Regardless of the State you’re based in, lockdown is a tough experience that has dramatically reduced staffing levels for some businesses. While we know about the hard-hit sectors like hospitality and recreation, what about the sectors that aren’t as adversely impacted during a lockdown?

At foundU, we have over 400 customers working in a truly varied range of industries. You name it and we probably have a customer working in that sector.

Using six months of user data, we were able to analyse the customers and sectors with the least staff fluctuation pre, during and through the easing of lockdowns.

Before we begin, there are obviously still lock-downs of varying degrees by State – we are only looking for an average trend and interested in comparing the strictest parts of lockdown around April/May to more ‘normal’ times.

The top three sectors were:

Rental and Real Estate
@ 6% fluctuation in staffing levels

This is obviously a surprising result with most people thinking that with a lowering of incomes there would be less renting and house buying.

This didn’t seem to be the case with our real estate customers staying incredibly stable during the worst of lockdown.

A couple of possible reasons this could be attributed to:

1) Real estate is a cyclical industry and agents are used to highs and lows.

2) The effect of the pandemic has not fully impacted the market yet. JobKeeper is still ongoing and we are yet to see the worst of the economic effects.

3) Everyone needs housing regardless of a global pandemic and there was less movement than expected.

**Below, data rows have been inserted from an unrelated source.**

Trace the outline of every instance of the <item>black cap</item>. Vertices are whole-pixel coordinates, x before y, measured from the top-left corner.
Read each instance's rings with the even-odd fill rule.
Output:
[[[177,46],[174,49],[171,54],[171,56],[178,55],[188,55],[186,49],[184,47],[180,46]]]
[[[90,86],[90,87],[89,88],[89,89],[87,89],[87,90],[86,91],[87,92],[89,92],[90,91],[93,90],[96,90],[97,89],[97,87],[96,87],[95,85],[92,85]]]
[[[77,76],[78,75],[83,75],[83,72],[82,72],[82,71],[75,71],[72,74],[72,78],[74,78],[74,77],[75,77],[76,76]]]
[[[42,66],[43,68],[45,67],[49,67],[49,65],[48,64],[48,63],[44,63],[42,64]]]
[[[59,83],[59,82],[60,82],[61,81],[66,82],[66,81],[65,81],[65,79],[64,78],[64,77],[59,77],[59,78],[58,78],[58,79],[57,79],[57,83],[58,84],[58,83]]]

4) Real estate customers are well organised and applied for JobKeeper early if they required support.

Electricity, Gas, Water and Waste Services
@ 8% fluctuation in staffing levels

This will come as no surprise with the utilities sector seeing a small dip in staff levels. While 8% is nearly 1 in 10 staff not working a shift (which would be noticeable), overall, they still did well.

We won’t dig too deep into the reasons for the small fluctuation (everyone needs utilities), but for those utility customers that did see reduced staffing levels, this could be attributed to customers who have a more enterprise client base who moved their staff to work-from-home arrangements (meaning no serviced office).

Wholesale Trade
@ 13% fluctuation in staffing levels

Rounding out our top three and the first to push past 10% fluctuation is wholesale trade. This sector remained fairly stable with a dip at the beginning of lockdown but a relatively quick recovery.

Sector success in this area was heavily dependent on who wholesale traders have as clients. If they have relationships with relatively stable clients, there is less staff level fluctuation.

If you wanted to be more granular with the data, you could break it down by wholesale trade client type.

The Future

While there were no great surprises on this list (apart from maybe real estate), the next six months will have an interesting effect on the numbers.

Depending on lockdown severity and length of JobKeeper, real estate may see a higher swing in staff levels. A similar story with wholesale trade – if we’re yet to see the worst of the economic effects from coronavirus, then we’re yet to see the full extent of staffing level changes.

The only true winner may be the utilities sector with people needing to keep the lights on in their home office, stay connected for Zoom meetings and avoid calls by going to the toilet.

The overall message though is one of positivity! While we won’t examine the worst fluctuations, all sectors had an incredibly strong bounce back when lockdowns eased in their State. Some went beyond pre-coronavirus staff levels and most returned quickly to full staff.

While we don’t have a crystal ball, stay positive and believe that Australia is doing relatively well during the pandemic and can be a global success story once (fingers crossed) this is all over.